[Date Prev][Date Next][Thread Prev][Thread Next][Date Index][Thread Index]
Mon, 16 Apr 2007 21:02:48 -0400
On Tue, Apr 17, 2007 at 08:28:18AM +0800, John Darrington wrote:
> On Mon, Apr 16, 2007 at 01:53:54PM -0400, Jason Stover wrote:
> On Mon, Apr 16, 2007 at 11:10:43AM +0800, John Darrington wrote:
> > If we were to follow approach 2, am I right in thinking that the
> > 'interaction' data structure could be as large as the number of
> > cases in the casefile?
> No. It would have either a hash of possible values (all unique), or a
> small function to get back and forth between a union value and a
> binary vector.
> So, given an interaction involving N variables, from a datafile with M
> observations, what is the upper bound on the size of this hash ?

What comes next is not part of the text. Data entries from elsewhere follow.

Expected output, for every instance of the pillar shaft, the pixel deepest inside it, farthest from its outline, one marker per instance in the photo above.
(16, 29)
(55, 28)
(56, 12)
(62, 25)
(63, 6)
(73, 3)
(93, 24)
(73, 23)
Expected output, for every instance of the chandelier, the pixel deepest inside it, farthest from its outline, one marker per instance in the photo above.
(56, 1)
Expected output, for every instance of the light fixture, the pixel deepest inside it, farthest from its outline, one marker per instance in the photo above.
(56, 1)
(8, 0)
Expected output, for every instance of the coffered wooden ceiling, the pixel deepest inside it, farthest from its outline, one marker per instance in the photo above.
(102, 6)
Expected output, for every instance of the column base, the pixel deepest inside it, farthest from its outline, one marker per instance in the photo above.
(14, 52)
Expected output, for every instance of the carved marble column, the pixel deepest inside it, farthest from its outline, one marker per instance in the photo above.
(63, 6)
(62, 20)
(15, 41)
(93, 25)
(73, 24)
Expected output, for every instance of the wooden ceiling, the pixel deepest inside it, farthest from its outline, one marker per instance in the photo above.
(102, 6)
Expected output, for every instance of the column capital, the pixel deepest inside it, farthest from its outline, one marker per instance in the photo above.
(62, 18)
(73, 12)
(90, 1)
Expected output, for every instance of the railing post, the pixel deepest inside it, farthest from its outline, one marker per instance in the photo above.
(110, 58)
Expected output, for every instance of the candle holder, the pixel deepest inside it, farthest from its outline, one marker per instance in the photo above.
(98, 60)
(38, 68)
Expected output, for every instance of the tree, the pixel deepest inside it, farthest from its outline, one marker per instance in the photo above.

That depends on the number of distinct values of the variables. If
you have 2 categorical variables, one with n possible values and the
other with m, the hash would need n*m-1 entries. With k variables and
n1, n2,...,nk distinct possible values, the number of entries would be
n1*n2*...*nk - 1. Only in unusual circumstances would k be larger
than 3, and almost never largers than 4, but that is how people
"should" use interactions. But some users could make a lot more
interactions, making that hash very large.
If the variables are numeric, then the interaction is just their
product. If one is numeric and one categorical, then the interaction
is the scalar product.